Categories: Local History

Rye Streets and Roads, B.P. (Before Potholes)

A Bit of Local History

Rye Streets and Roads, B.P. (Before Potholes)

By Paul Hicks

Among the many valuable features of Baird’s “History of Rye” (published in 1871) are records of local roads and streets that were established prior to the Civil War. When you look at area maps of the period, it is fascinating to see how few named roads existed 150 years ago, because of the many large farms and estates. Among the roads that still exist (as described by Baird) are:

Milton Road…was the main street of our village, as laid out about the year 1663. This we supposed to have been the Peningo Path, mentioned in one of the early Indian deeds of Rye, leading from the old Westchester Path, about where the present Ridge Road begins, down into Peningo Neck [Milton Point], and to the Indian villages below the Beach.”

Rectory Street — the road south of the Episcopal Church — is described in 1723 as a ‘path’ already existing.”

Cedar Street, or the road leading from Rye station to the post road, on the west and north of the Seminary [Rye Country Day School] grounds, was laid out in 1732.”

Purchase Street “was probably one of the earliest roads constructed in Rye. It formed the lower part of the road to Hog-pen Ridge, long before the laying out of Harrison’s Purchase; and even as late as the beginning of this century it was often called the Hog-pen Ridge Road. A more common name, however, was the Purchase Road.”

Grace Church Street, we have supposed, was originally a path along the northern fence of the Town Field.

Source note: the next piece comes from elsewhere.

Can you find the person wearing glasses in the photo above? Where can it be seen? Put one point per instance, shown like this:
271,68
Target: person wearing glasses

The eastern part of this road appears to have been opened as a highway in 1701.” [The original name of Christ’s Church was Grace Church].

Kirby Avenue [Lane], or the road leading from Grace Church Street to Manursing Island, was laid out by the commissioners as a highway in 1820. It is described as beginning at the gate and running in a southerly direction through the lands called Bird’s land to David Kirby’s land; thence through said land joining the west end of the mill-pond to Billa Theall’s land joining the creek nearly as the road now runs that leads to Manursing Island.”

“The road to Fox Island [in Port Chester] from Grace Church Street is very ancient. In 1699, ‘At a lawful meeting of the proprietors of Peningo Neck the said proprietors do grant unto Richard Ogden an Island commonly called Fox Island at the mouth of Byram River, provided he the said Richard Ogden makes a good sufficient Cart bridge over the Run…’”

King Street appears to have been laid out as early as the year 1683…There is a tradition in one of the families living on King Street that when their ancestor came thither about the beginning of the last century, ‘King Street was nothing but a path through the forest.’ This indeed was the aspect of nearly all our roads at that time.”

[Ridge Street] “the road from the post-road, northward, is, properly speaking, the lower part of the Ridge Road, which existed long before the Purchase Road was laid out.”

North Street, or the road from Rye to the White Plains, is one of our most ancient highways…Thus it appears to have taken the settlers only two weeks to ‘lay out ‘ North Street in its entire length, from ‘the head of Captain Theall’s land’ to the entrance of White Plains. Of course they did nothing more than ‘mark the trees’ along which the path was to run. And for many years doubtless this road was simply a path through the forest.”

“The [Boston] post-road from New York to Boston intersects the lower part of our town and forms the main street of the village. This road did not exist at the time of the first settlement. The only avenue of communication by land with other places was, as we have seen, the ‘old Westchester Path.’ An Indian trail originally, it was never laid out as a public highway…

The roads here provided for were for the most part neighborhood roads simply. As yet there was no public thoroughfare through Connecticut or New York. But the convenience of every town would require that there should be at least a road to the nearest settlement. This, at Rye, was the road to Greenwich or Stamford, which was probably one of the roads laid out under the order of 1672…That portion of it which passes through the village of Rye along the bank of Blind Brook, must have been opened before the year 1676.”

The railroad brought many seasonal and permanent residents to Rye in the next decades. When new maps were published in 1881, they showed that many of the large properties had been subdivided and additional roads had been opened. Rye was turning from a rural into a suburban community.